36 killed by Police in S.African Platinum Mine Clash
Dozens of people were killed after South African police opened fire on hundreds of armed workers on a wildcat strike at a platinum mine, in one of the deadliest days of protest since apartheid.
Police gave a toll of 30 and rising, while the powerful National Union of Mineworkers said 36 had died in clashes broadcast repeatedly on national television.
The scenes of police in bulletproof vests, some riding horses, and firing into a dusty landscape evoked memories of tragic incidents under white-minority rule.
At the Marikana mine, a force of mostly black officers fired on a crowd of black workers, who police said were advancing on them with guns and machetes.
“The police were directing (unrolling) the barbed wire… when people had guns, and people were advancing as I say, with their pangas (machetes) and everything else including firearms,” police minister Nathi Mthethwa said, putting the death toll at more than 30.
South Africa's police chief says officers who killed 34 striking miners were acting in self defence.
Speaking at a news conference, Police Commissioner Riah Phiyega gave details of the bloodshed at the Lonmin PLC platinum mine in Marikana, in Rustenburg, on Thursday.

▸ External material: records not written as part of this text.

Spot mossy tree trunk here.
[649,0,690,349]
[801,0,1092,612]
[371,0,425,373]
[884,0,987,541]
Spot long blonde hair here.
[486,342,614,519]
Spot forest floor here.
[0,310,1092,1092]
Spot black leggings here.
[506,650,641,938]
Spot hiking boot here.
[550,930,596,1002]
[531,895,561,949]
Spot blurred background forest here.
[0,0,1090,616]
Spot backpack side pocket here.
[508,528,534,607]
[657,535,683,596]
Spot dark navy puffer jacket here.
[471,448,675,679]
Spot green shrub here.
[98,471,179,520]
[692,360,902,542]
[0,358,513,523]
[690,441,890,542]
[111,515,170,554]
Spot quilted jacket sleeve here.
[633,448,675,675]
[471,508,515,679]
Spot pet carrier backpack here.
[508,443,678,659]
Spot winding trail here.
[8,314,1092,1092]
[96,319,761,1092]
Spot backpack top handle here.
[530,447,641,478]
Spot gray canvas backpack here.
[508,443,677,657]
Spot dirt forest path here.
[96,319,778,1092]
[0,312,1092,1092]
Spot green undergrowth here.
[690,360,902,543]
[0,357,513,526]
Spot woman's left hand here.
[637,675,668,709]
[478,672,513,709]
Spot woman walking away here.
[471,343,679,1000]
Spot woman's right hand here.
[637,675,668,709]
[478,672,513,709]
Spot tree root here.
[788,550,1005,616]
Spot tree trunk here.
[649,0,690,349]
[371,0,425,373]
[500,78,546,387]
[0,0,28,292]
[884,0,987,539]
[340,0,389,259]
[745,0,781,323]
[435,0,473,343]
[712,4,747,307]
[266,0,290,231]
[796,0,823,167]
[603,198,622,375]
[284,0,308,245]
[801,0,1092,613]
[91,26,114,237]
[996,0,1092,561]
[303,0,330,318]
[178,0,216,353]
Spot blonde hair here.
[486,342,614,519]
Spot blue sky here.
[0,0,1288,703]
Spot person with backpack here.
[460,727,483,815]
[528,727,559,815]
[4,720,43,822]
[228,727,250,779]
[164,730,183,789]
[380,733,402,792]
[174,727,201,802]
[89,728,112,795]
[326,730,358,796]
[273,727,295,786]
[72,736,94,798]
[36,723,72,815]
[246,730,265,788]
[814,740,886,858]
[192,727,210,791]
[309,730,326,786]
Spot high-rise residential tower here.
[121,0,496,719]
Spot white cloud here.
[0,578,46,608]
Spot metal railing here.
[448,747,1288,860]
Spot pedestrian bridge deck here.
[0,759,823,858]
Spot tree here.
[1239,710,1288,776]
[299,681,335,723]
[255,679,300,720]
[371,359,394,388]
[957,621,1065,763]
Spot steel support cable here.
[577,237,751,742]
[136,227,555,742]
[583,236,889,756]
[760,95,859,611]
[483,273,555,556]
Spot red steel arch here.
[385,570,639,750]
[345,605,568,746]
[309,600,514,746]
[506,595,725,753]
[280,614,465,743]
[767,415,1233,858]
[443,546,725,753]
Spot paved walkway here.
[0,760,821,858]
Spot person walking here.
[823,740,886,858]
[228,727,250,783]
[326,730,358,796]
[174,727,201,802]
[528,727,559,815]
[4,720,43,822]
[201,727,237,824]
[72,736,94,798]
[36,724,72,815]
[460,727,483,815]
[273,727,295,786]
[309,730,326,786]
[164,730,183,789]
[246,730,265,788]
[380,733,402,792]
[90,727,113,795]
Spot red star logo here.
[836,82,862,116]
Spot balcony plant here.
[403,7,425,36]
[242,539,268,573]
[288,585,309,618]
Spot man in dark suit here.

She said 78 people were wounded in the violence and 259 people arrested.
She said police were forced to "utilise maximum force to defend themselves" when they were charged by armed protesters.
"The police members had to employ force to protect themselves from the charging group," Ms Phiyega said.
Police opened fire with automatic weapons when 3,000 striking drill operators armed with machetes and sticks ignored orders to disperse.
The National Union of Mineworkers claims that 36 people have died, with a further 86 people injured.
At least another 10 people - including two police officers - have died during the protest and ensuing violence at the mine, which began a week ago. It has also drastically affected production at the site.
President Jacob Zuma said he was "shocked and dismayed" at what was one of the bloodiest police operations since the end of white-minority rule in 1994.
"We believe there is enough space in our democratic order for any dispute to be resolved through dialogue without any breaches of the law or violence," Mr Zuma said in a statement.
The politician has cut short his government visit to Mozambique to arrive in Rustenburg today.